How to deal with hdf5 files in R?
Solution 1:
The rhdf5
package works really well, although it is not in CRAN. Install it from Bioconductor
# as of 2020-09-08, these are the updated instructions per
# https://bioconductor.org/install/
if (!requireNamespace("BiocManager", quietly = TRUE))
install.packages("BiocManager")
BiocManager::install(version = "3.11")
And to use it:
library(rhdf5)
List the objects within the file to find the data group you want to read:
h5ls("path/to/file.h5")
Read the HDF5 data:
mydata <- h5read("path/to/file.h5", "/mygroup/mydata")
And inspect the structure:
str(mydata)
(Note that multidimensional arrays may appear transposed).
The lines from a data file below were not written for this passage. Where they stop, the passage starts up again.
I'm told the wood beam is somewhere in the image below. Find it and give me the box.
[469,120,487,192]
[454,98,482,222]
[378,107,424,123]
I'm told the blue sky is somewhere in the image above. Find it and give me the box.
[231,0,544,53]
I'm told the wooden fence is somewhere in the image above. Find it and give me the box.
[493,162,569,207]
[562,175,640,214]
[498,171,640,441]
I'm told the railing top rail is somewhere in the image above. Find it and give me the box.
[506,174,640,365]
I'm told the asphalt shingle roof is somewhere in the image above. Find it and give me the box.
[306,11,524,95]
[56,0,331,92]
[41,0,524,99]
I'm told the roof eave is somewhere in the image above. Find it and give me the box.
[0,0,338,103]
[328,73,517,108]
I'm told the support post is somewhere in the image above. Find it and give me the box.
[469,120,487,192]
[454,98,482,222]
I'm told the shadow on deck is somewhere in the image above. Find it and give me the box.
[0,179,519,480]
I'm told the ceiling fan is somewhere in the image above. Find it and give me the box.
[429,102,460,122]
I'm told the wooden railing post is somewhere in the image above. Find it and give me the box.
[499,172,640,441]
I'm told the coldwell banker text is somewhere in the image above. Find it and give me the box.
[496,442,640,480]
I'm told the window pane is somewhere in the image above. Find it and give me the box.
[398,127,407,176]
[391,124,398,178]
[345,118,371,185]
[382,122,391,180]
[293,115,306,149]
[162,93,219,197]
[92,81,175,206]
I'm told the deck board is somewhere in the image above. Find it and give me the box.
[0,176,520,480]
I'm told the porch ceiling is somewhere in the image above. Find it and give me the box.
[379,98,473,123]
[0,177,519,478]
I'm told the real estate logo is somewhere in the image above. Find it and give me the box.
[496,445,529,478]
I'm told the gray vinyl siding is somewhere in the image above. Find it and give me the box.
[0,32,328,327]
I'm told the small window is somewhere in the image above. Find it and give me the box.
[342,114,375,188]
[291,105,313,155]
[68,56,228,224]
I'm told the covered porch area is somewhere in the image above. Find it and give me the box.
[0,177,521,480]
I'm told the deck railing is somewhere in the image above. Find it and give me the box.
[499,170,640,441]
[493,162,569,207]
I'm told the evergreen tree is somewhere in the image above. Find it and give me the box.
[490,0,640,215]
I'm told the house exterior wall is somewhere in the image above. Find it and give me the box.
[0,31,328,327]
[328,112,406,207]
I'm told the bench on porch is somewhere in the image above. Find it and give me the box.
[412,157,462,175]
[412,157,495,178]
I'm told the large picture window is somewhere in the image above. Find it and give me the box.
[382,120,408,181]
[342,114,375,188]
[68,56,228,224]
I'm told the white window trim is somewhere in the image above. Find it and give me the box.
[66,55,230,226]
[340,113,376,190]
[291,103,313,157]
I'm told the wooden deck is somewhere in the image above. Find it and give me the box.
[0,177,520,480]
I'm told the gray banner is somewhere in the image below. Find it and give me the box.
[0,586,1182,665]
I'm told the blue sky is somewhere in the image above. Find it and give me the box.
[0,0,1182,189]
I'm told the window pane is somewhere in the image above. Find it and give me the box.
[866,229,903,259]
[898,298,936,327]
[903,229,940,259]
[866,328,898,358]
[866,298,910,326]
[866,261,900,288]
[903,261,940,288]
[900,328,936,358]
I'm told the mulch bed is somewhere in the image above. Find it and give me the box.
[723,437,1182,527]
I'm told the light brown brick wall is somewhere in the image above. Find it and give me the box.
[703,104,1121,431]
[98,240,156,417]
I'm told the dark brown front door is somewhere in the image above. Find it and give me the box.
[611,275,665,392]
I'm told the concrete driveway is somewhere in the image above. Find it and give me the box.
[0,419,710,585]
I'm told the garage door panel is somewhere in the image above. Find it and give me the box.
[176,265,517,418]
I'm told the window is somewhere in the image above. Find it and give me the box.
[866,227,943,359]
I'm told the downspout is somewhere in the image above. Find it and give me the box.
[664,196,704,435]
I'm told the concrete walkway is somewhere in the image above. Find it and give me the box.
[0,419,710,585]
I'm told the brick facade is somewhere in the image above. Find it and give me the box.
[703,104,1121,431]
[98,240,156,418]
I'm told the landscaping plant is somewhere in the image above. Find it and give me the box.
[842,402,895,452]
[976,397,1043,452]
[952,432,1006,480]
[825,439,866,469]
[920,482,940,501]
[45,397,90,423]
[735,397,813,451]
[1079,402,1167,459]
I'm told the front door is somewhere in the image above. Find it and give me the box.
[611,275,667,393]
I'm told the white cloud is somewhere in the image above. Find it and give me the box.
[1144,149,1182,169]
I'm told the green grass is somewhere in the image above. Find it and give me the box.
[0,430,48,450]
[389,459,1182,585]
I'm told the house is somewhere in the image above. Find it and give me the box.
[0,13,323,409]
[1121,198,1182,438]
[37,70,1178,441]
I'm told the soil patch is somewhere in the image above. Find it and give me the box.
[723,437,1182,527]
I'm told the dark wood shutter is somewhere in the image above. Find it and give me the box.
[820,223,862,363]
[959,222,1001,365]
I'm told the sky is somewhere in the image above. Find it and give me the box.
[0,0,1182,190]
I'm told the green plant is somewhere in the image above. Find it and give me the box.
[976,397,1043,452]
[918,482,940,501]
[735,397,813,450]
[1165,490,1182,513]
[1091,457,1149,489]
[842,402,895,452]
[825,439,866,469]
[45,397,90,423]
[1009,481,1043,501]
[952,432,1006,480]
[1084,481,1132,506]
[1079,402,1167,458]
Also you can read groups, which will be named lists in R.
Solution 2:
You could also use h5, a package which I recently published on CRAN.
Compared to rhdf5
it has the following features:
- S4 object model to directly interact with HDF5 objects like files, groups, datasets and attributes.
- Simpler syntax, implemented R-like subsetting operators for datasets supporting commands like
readdata <- dataset[1:3, 1:3] dataset[1:3, 1:3] <- matrix(1:9, nrow = 3)
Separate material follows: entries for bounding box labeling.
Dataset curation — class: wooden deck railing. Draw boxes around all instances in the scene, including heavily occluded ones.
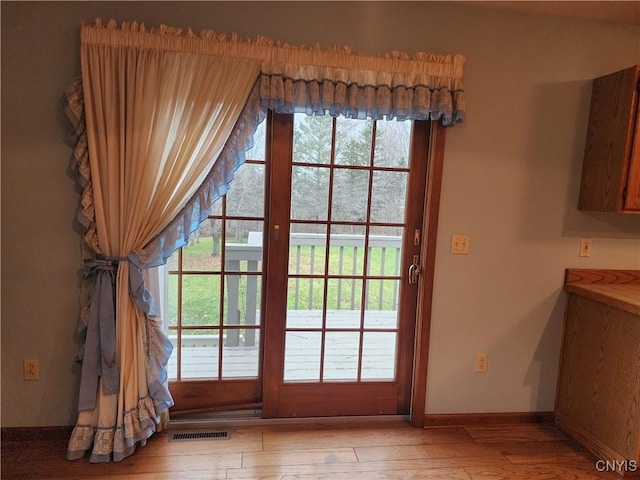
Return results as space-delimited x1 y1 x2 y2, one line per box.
225 232 402 346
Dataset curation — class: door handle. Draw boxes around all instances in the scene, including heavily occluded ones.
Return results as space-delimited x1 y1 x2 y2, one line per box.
408 255 420 285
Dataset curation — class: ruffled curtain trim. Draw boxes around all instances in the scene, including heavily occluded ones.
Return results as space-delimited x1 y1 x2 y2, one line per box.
66 77 102 251
82 19 465 125
136 79 266 267
67 396 160 463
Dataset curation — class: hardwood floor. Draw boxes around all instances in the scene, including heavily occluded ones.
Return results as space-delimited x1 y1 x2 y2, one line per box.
2 420 620 480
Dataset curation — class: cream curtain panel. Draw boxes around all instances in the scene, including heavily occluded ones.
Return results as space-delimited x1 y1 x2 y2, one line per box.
67 20 464 462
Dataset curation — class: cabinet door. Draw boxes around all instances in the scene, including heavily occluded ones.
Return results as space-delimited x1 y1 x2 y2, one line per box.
578 66 640 213
624 111 640 211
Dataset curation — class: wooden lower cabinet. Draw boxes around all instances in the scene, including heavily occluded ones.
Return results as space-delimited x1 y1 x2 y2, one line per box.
555 285 640 478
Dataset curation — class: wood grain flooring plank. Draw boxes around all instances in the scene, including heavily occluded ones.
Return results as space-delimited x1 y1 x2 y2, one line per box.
465 425 568 443
242 448 358 468
1 420 619 480
465 464 619 480
227 458 509 479
355 442 504 462
242 468 471 480
263 427 471 451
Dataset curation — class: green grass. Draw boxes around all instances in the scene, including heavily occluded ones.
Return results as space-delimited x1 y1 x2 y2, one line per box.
169 237 397 326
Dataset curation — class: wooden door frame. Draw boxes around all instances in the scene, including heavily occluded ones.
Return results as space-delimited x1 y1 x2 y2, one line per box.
409 121 446 428
263 115 446 422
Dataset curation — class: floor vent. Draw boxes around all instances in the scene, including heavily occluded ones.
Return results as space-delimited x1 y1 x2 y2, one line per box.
169 431 231 442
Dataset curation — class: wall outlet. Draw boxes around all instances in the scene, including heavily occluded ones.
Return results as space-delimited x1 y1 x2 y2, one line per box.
476 353 489 373
580 238 593 257
450 234 471 255
22 358 40 380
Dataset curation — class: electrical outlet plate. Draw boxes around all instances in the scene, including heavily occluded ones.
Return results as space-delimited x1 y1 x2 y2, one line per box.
476 353 489 373
580 238 593 257
23 358 40 380
450 234 471 255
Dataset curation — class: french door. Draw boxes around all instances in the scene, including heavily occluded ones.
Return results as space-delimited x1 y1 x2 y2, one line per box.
169 110 430 417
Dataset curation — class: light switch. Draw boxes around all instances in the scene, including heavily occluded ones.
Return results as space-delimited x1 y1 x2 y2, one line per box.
450 234 471 255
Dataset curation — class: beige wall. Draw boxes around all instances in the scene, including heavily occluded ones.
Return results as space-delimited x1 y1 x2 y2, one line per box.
1 2 640 426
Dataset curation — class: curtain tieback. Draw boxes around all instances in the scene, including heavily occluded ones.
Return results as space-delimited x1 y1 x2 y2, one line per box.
78 257 127 411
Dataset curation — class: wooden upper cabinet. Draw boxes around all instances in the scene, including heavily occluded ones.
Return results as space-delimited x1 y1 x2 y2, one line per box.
578 65 640 213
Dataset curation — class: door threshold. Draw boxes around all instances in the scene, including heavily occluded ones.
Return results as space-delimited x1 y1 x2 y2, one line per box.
167 410 409 430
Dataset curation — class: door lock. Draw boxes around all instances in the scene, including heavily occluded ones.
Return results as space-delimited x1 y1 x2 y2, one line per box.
409 255 420 285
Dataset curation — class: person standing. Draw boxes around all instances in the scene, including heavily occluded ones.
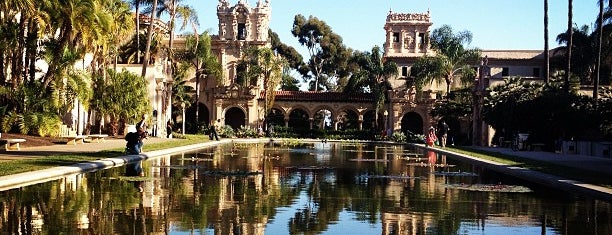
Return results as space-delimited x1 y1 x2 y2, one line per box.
208 119 221 140
440 121 450 148
136 114 149 153
425 126 438 147
166 120 172 139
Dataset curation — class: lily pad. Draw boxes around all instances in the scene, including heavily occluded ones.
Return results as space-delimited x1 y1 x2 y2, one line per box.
444 184 532 193
434 171 478 177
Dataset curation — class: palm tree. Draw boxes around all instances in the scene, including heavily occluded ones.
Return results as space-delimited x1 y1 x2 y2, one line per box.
544 0 550 83
563 0 574 92
141 0 157 77
344 46 398 130
176 32 223 125
242 47 286 127
412 25 480 95
130 0 141 63
593 0 604 103
42 0 110 87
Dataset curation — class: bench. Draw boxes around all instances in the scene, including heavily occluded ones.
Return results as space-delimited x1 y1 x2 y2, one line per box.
531 143 545 151
62 135 85 145
60 125 86 145
4 139 25 151
88 134 108 143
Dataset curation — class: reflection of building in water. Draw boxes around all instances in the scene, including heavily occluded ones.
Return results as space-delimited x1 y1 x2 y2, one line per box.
211 142 268 235
381 212 435 235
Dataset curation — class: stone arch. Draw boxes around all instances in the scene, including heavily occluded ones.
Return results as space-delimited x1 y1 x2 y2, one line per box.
267 107 285 127
312 105 336 129
288 108 310 130
333 106 359 130
285 105 312 118
362 110 380 130
401 112 423 134
183 102 210 133
438 117 468 145
223 106 246 129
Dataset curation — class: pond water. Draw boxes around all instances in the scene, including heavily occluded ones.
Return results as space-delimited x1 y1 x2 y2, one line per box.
0 143 612 235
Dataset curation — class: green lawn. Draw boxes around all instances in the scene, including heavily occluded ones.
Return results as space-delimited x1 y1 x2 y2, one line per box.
447 146 612 188
0 138 612 191
0 135 209 176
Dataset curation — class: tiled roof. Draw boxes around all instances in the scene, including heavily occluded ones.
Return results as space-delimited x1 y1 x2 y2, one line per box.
482 50 544 60
275 91 373 102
- Supported NA values for all data types
- 200+ Test cases with a code coverage of 80%+.
To save a matrix you could use:
library(h5)
testmat <- matrix(rnorm(120), ncol = 3)
# Create HDF5 File
file <- h5file("test.h5")
# Save matrix to file in group 'testgroup' and datasetname 'testmat'
file["testgroup", "testmat"] <- testmat
# Close file
h5close(file)
... and read the entire matrix back into R:
file <- h5file("test.h5")
testmat_in <- file["testgroup", "testmat"][]
h5close(file)
See also h5 on
- CRAN: http://cran.r-project.org/web/packages/h5/index.html
- Github: https://github.com/mannau/h5
Solution 3:
I used the rgdal
package to read HDF5 files. You do need to take care that probably the binary version of rgdal
does not support hdf5
. In that case, you need to build gdal
from source with HDF5 support before building rgdal
from source.
Alternatively, try and convert the files from hdf5
to netcdf
. Once they are in netcdf, you can use the excellent ncdf
package to access the data. The conversion I think could be done with the cdo
tool.
Solution 4:
The ncdf4
package, an interface to netCDF-4, can also be used to read hdf5 files (netCDF-4 is compatible with netCDF-3, but it uses hdf5 as the storage layer).
In the developer's words:
- the HDF group says:
NetCDF-4 combines the netCDF-3 and HDF5 data models, taking the desirable characteristics of each, while taking advantage of their separate strengths
- Unidata says:
The netCDF-4 format implements and expands the netCDF-3 data model by using an enhanced version of HDF5 as the storage layer.
In practice, ncdf4
provides a simple interface, and migrating code from using older hdf5
and ncdf
packages to a single ncdf4
package has made our code less buggy and easier to write (some of my trials and workarounds are documented in my previous answer).